Wave piercing pilot boats
Mon, 10 October 2016
In recent years, various boatbuilders have begun to offer pilot boat designs with wave piercing bows, under a variety of names and often different marketing back-stories, but are they actually much different in their seakeeping abilities to their more traditionally hulled alternatives? We travelled to Baltic Workboats in Estonia to find out how one of these new designs actually feels on the water.
This magazine deals with and is aimed at a great range of maritime professionals, but one group that have always inspired my greatest respect are the crews of pilot boats. They endure long shifts at sea in all weathers in relatively small craft, followed by intricately calculated risk-taking during boarding and ultimately massive levels of responsibility during the piloting operation itself.
So there is a strong argument, that of all craft types, pilot boats have to look after their crews best. To have a pilot arrive at the start of the job beaten up and worn out, risks not only his safety, but also that of other vessels, the environment and countless others.
Baltic Workboats do Marketing in a big way. My attention was first drawn to their wave piercing bow design by a 3-D exhibit at SMM 2016 showing the (claimed to be appreciably lower) vertical accelerations of their bow versus a conventional one in a heavy sea. There is no denying that this was an extremely captivating exhibit for a trade show booth (it helped BWB win SMM’s award this year for the best technical showcase stand), but I think even management at BWB would argue that floating a video, in a black glass pyramid, apparently suspended magically in mid-air, is something of an attention grabbing gimmick.
However, thinking back to our hard-working pilot boat crew, long after the tradeshow buzz has died down and the 3-D video pyramid that looked so futuristic in 2016 has been consigned to the back of the stationery cupboard, the boat needs to do what it is supposed to, and continue doing so for several decades: marketing glitz counts for nothing with the end user of this product.
ON THE WATER
Looking from dead ahead at water level, BWB’s wave piercing bow (Which the literature refers to as 'the wave impact reducing bow geometry with diamond shaped cross section') is a diamond shaped bulb, with the water level at rest slightly below the point of the diamond. The principle is that the buoyancy of the bulb combined with the gussets formed between the top parts of the diamond shaped cutwater and the rest of the hull, mean that the bow will find a roughly median position in the centre of oncoming waves or chop, rather than rising up, or trying to rise up all or most of the way over each wave, then crashing down, like a conventional hull.
For our test drive of this 15m wave piercing pilot boat we had a fairly flat water day, due to an exceptional Baltic autumn heatwave. However, with shallow water, careful (or perhaps careless) treatment of hull tabs and throttles, and some sharp turns, we soon got just what we wanted: 1-1.5m of nasty, sometimes breaking waves, from multiple directions.
When hitting the first lot of lumps, close to the boat’s maximum speed of 27 knots, the first impact felt broadly similar to the first wave encountered in a conventional hull.
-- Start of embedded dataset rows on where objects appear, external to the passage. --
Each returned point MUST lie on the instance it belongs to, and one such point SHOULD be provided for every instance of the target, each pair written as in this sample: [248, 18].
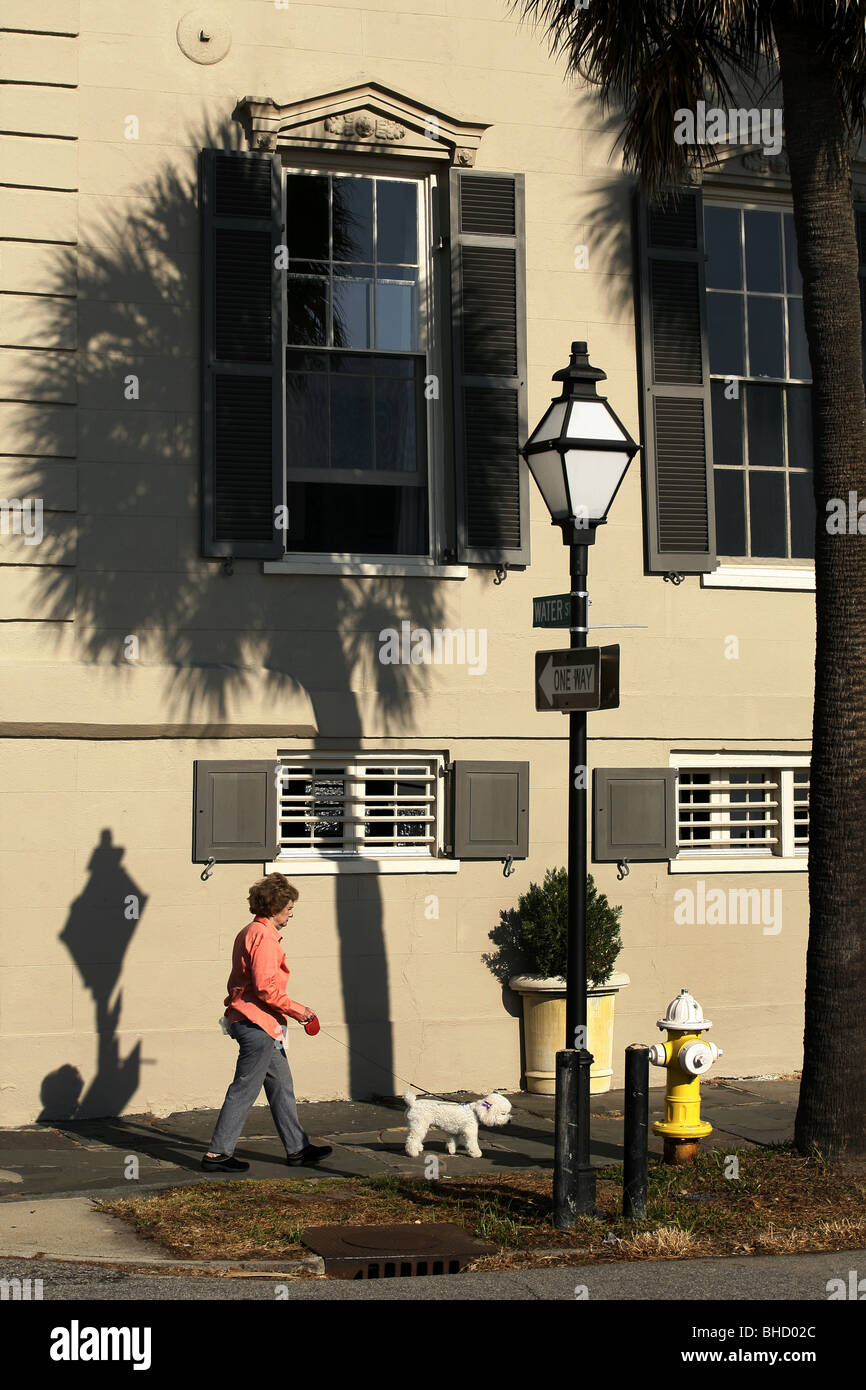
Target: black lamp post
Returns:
[578, 456]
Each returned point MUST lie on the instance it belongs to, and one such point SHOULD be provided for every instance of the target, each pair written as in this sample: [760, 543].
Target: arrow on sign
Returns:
[566, 680]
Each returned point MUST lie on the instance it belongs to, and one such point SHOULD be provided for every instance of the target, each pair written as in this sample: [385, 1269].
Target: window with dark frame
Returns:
[355, 355]
[759, 382]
The bow appeared to rise in a similar fashion to that of a conventional boat hitting a wave. However, the really surprising effect occurred when the boat hit the second, third, fourth, fifth etc. wave. I guess from experience of driving more conventional hulls, my body had come to expect that the first wave lifts the bow, it drops into the trough then the second wave ‘catches the boat by surprise’, creating a larger impact. This is then exacerbated by the third and fourth wave, and so on, with the bow feeling like it is constantly delayed from where you want it to be, until the occasional big slam where an oncoming wave slope meets the airbourne bow on its way down, and regardless of what shock mitigation seating the boat has, the skipper decides it’s time to back off the throttles before anyone gets hurt.
The experience with the wave piercing bow once the whole of the boat was in the same chop was that it found a position somewhere in the middle of the waves, and seemingly locked onto it with the existence of the chop only betrayed by a slight wavering up and down from dead flat.
With my background in the leisure marine industry, I’ve had plenty of experience of ‘developments’ that sound great on paper, and don’t pan out quite so well at sea (Dreams that tarnish quickly in the salt air!). But I was very struck by the different feel of this boat and hugely impressed by its kinder feel. If after a few minutes at the helm it makes the crew feel cosseted and well looked after, imagine extending that feeling out to a 12 hour shift in 40 knots of breeze.
However, this was not, by any means an exhaustive test. I have not, after all, ever worked as a maritime pilot and there are many more sides to a pilot boat than vertical accelerations in a given sea state. The wave piercing bow will probably have more lateral grip than a conventional one, so will high speed turning circles suffer? It will probably have slightly more underwater surface area and therefore skin drag than a conventional hull, but will the fuel reduction thanks to its ability to maintain a more even speed in rough water make up for this additional fuel cost? These are all questions that only more exhaustive comparative testing would answer, but if I was looking at replacing a pilot boat, I would most certainly ensure that at least one wave piercing design from a well-known manufacturer such as Baltic Workboats was in the mix.